On January 2, 1997, David Rose (drose@kih.net) wrote:

Thank you for the Colin Wilson Web page. It is about time someone gave web acknowledgment to a very important thinker. I have been reading Colin for about 30 years and have him to thank for much of my intellectual growth, what ever that might be! No other writer I know of can make ideas as exciting as he. His plain style and his amazing ability to recount his own research into readable, almost anecdotal, language is a great asset. I wish more writers would take the hint and write to be clearly understood, not to impress with arcane language and dense prose style. His lack of a university training has been totally to his benefit in this regard. (As a personal observation, I feel that university training can be a detriment to independent thought and certainly to a readable writing style. Almost any doctoral dissertation paper will bear this out.) To Mr. Goldbarger, who seems to think less of Colin because he is a synthesizer. I will agree with Mr. Goldbarger only if he puts the word "great" in front of synthesizer. Our greatest thinkers always are those who see the bigger picture, understands it better than most of the rest of us, then presents it to us in understandable form and with their own particular insight. I know of no one who gives more credit to his influences than Colin Wilson! All of his writing is replete with the sources of his ideas. What Colin does with those ideas is then his contribution to the intellectual climate of the 20th century. The last truly independent thinker I can think of is a fellow sometimes called Jehovah. Mr. Goldbarger, we all stand on the shoulders of giants.

Not only is Colin Wilson a great thinker, he is a great soul as well. I have often thought of Thoreau in connection with Colin in that Thoreau's greatest acclaim did not come in his own lifetime; it took later and perhaps wiser generations to more fully appreciate him. I think this will be true with Colin Wilson as well.

David Rose

drose@kih.net


On January 20, 1997, Eric Vondy (EVondy@aol.com) wrote:

Hello,

I was wondering if you knew what Colin Wilson's thoughts were on holographic theory -- a theory developed by physicist David Bohm & psychologist Carl Pribram.
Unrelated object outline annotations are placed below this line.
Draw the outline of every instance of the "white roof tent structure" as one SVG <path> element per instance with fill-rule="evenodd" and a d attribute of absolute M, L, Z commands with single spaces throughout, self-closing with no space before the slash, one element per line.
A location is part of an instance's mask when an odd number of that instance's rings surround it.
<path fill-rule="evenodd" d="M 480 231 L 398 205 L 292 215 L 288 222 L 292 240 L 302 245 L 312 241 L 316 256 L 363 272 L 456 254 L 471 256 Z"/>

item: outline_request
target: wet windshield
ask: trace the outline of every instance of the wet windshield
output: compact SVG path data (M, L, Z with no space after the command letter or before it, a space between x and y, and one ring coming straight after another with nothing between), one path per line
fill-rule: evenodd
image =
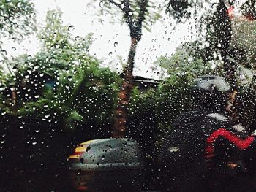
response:
M0 191L256 190L255 7L1 1Z

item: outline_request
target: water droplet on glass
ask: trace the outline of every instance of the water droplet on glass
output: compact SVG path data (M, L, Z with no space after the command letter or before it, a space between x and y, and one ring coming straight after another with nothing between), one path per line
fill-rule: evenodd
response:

The simplest way to explain holographic theory is to say that teh universe is like a hologram -- not photo of a hologram which you've seen but like a real hologram (Princess Leah's message which R2-D2 projects in Star Wars). If you split a hologram into several pieces you don't get several pieces of a hologram you get several whole holograms. The theory says that every part of the universe is connected to the rest of and is in some sense the whole universe. It also says that what we see was created by us (we see a table because we expect to see a table, if we thought that a table was a woodchuck than it would really be a woodchuck). It takes elements of Buddhism & Phenomenology and winds them into a quantum physics theory. A guy named Michael Talbot saw the theory, exagerrated it a bit and wrote a book called The Holographic Universe in which he uses the theory to explain everything from how memory works to ESP, poltergeists, past lives, etc... That book should be in your local book store. The Talbot book isn't too technical, it's a quick read. Its one of those things that's hard to describe briefly without it sounding silly.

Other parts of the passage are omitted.